Quando me sentei, o homem estranho virou e sorriu para mim. Levantou a mão com um cigarro, como que fazendo um brinde no ar. Eu não estava afim de papo, ainda mais com um sujeito estranho daqueles. Ele retornou seus olhos para sua bebida e chamou a atendente. Aproveitei a deixa e apontei no menu o que queria. Por sorte, havia tradução em inglês. Foi um dos melhores bifes da minha vida, daqueles bem grossos e com pimenta rosa em cima. E muita batata-frita.

Comi rápido, abri um livro, aquele “Caçador de Pipas” e tentei ler, não queria ninguém olhando para mim e tentando puxar papo. Comer e ler ao mesmo tempo é muito chato, mas fiquei ali tentando esta manobra boba para não ter de olhar para o teto durante toda minha refeição. Terminei e veio conta, de 15 euros. Não me cobraram taxa de serviço, mas como não conhecia o costume de lá, deixei mesmo assim uns dois euros dentro da pasta para a garçonete. Não sei se foi pouco, não tinha olhado nenhum guia sobre Amsterdã para entender mais daquela cidade. Só sei que ainda me sobravam 27 euros para passar aquele dia.

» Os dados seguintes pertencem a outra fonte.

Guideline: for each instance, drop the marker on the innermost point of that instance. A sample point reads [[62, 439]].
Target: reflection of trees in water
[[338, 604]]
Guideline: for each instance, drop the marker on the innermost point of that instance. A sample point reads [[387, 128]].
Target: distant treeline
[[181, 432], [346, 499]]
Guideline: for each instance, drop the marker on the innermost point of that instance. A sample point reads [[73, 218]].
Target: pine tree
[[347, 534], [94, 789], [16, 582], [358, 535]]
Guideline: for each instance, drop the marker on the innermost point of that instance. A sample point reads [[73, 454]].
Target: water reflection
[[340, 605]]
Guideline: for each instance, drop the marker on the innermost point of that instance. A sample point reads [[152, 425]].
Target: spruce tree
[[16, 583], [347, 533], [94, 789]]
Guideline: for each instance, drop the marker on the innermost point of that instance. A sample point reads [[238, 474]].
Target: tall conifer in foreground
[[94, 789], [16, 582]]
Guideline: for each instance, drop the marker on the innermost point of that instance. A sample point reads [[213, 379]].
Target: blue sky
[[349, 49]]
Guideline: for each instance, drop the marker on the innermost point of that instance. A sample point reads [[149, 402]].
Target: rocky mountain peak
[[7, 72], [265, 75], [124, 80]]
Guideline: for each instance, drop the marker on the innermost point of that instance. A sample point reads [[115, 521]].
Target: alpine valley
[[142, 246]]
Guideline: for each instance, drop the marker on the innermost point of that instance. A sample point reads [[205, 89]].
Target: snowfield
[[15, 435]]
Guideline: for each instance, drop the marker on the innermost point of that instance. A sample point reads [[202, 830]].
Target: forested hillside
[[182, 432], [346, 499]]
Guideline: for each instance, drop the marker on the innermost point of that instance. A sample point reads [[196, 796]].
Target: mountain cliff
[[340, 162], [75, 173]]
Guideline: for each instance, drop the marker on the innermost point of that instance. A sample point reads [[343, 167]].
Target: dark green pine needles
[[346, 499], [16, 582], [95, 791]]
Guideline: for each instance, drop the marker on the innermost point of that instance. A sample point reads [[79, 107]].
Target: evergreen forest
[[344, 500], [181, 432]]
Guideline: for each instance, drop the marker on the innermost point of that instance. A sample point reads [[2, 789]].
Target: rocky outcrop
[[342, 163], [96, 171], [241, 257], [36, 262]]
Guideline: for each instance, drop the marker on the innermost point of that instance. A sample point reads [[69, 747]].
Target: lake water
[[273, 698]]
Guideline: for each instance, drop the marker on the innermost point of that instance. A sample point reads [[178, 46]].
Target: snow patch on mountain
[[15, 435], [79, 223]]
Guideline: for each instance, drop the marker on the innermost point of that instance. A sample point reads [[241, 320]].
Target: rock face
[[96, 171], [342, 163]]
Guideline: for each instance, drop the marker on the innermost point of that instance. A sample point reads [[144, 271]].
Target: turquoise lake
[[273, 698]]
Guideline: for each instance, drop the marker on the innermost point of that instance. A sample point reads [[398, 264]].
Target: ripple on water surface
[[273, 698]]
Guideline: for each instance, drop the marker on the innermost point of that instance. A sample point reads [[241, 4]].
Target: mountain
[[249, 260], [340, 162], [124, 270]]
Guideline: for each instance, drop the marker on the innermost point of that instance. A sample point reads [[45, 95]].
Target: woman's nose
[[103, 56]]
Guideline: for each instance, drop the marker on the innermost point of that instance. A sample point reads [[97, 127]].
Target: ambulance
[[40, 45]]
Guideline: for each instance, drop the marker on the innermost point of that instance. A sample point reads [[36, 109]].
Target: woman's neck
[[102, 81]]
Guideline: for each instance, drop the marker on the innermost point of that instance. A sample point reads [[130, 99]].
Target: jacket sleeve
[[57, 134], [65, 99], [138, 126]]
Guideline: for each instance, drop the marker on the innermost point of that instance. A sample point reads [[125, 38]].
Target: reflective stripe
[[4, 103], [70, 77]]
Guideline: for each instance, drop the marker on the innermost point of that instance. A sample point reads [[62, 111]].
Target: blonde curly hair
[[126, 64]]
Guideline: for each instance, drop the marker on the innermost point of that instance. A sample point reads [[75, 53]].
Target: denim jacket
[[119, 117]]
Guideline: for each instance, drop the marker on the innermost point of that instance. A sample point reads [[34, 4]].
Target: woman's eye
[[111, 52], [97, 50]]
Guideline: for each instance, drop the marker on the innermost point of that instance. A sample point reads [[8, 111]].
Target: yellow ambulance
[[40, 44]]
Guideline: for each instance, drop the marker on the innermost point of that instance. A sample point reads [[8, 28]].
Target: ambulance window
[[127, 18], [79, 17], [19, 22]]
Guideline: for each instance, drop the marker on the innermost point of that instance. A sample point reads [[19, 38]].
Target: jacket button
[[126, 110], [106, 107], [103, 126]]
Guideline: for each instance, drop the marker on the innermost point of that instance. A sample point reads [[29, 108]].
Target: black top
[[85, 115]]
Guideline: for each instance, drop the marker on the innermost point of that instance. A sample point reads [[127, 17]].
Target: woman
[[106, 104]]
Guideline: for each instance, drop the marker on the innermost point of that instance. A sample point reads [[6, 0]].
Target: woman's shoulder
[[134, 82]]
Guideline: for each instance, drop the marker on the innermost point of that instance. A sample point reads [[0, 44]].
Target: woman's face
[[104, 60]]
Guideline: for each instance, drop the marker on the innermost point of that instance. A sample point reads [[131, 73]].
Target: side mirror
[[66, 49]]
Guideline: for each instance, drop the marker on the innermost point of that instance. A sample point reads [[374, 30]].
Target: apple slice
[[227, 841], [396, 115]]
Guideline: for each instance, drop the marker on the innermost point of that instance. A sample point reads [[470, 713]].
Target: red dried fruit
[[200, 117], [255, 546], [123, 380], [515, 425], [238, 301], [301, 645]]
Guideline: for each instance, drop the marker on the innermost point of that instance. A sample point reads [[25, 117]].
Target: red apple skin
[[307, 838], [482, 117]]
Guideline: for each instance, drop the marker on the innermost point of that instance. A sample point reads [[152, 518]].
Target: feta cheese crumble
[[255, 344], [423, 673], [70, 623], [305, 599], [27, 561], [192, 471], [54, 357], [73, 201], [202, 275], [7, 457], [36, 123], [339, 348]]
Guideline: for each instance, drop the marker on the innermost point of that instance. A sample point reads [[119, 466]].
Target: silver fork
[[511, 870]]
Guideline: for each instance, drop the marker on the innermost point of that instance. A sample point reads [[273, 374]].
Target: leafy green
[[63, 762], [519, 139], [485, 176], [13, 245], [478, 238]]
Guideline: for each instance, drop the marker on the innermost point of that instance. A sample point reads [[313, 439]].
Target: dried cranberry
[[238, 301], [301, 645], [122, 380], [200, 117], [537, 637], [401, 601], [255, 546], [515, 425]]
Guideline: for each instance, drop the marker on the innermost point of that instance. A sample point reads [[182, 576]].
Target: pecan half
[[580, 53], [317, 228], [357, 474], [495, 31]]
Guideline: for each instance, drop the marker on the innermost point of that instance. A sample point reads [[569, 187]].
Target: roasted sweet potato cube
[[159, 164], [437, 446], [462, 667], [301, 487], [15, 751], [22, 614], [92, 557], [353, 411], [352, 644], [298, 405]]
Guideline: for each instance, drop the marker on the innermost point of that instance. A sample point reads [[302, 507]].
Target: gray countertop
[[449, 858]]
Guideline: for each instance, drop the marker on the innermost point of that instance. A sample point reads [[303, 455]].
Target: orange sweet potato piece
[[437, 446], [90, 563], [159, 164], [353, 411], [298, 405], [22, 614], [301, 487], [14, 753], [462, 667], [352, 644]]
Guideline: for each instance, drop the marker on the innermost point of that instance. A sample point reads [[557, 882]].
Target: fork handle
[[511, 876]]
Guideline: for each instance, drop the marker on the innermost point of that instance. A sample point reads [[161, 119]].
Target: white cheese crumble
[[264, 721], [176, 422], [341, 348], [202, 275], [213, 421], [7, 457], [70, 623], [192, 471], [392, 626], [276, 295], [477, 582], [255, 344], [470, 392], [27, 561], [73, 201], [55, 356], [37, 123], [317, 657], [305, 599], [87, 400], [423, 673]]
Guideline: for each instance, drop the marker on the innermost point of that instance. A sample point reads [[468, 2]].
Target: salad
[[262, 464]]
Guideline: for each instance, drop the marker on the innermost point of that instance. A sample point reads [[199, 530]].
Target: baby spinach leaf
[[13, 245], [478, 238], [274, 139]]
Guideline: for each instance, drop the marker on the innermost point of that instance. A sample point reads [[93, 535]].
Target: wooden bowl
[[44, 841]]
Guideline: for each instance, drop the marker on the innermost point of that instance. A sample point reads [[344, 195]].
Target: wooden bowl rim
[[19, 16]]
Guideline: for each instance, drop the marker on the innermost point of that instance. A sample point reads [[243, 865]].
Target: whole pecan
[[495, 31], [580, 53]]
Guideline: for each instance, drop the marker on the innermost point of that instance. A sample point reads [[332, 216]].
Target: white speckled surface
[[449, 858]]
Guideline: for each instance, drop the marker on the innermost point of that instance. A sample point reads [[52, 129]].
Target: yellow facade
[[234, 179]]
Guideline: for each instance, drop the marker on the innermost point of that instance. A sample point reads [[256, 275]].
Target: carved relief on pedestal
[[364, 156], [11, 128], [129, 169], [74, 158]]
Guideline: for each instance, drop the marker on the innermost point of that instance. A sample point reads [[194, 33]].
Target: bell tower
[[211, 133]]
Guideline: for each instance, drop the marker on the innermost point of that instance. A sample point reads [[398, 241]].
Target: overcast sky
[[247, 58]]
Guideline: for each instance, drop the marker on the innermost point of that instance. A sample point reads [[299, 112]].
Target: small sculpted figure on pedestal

Saltei para fora e o frio voltou a bater nas minhas orelhas. Acho que estava perto de zero grau. Ou minha falta de costume para frio me fazia parecer isso. Só sei que tive de comprar luvas, minhas mãos doíam. Continuei andando e nao encontrei nenhuma cyber. Ouvi dizer que Amsterdã era uma das cidades mais conectadas do mundo, mas deve ser so Wi-Fi, pobres como eu, sem lap-top, ficam ao Deus-dará.

Andei por mais 30 minutos, o cheiro de bebida e vômito continuava a pairar no ar. Vi mais lojas com símbolos de maconha, casinhas com afrescos brancos, aquela arquitetura bem típica e certinha da  Europa. Cansei, nao tinha nada naquela cidade que eu quisesse ver. Corri para a estação, peguei o trem para o aeroporto.

Não havia passado nem três horas em Amesterdã e, definitivamente, tinha eleito aquela como a cidade mais chata do mundo. Mas quem sabe numa outra oportunidade, onde não chegue em plena manhã de feriado e com o coração da boca de tanta ansiedade, minha impressão de lá mude.

Fiquei feliz de voltar ao aeroporto. Gastei mais 40 minutos tentando completar uma ligaço, sem resultado. Resolvi entrar na area de embarque. Se era para esperar mais 6 ou 7 horas, que fosse já em frente ao portão por onde eu pegaria o segundo avião. Entrei ali com um fio de esperança e perguntei de novo ao guarda se não havia nenhum computador com acesso à internet naquele aeroporto. Ele me disse “sim, claro, vá ao ‘comunnication center’”.

Caramba, era o décimo guarda que perguntava a mesma coisa, e só agora um me deu a luz. Corri para lá e achei os benditos computadores. Não me importei nem um pouco em pagar 9 euros por uma hora de conexão. Sentei ali, fiquei online. Foram as duas horas mais felizes da minha viagem. Não estava mais sozinha. Paguei mais 9 euros, so para poder curtir aquilo um pouco mais. Meu amor estava online, acertando os últimos detalhes para me buscar no Cairo, quando eu chegasse.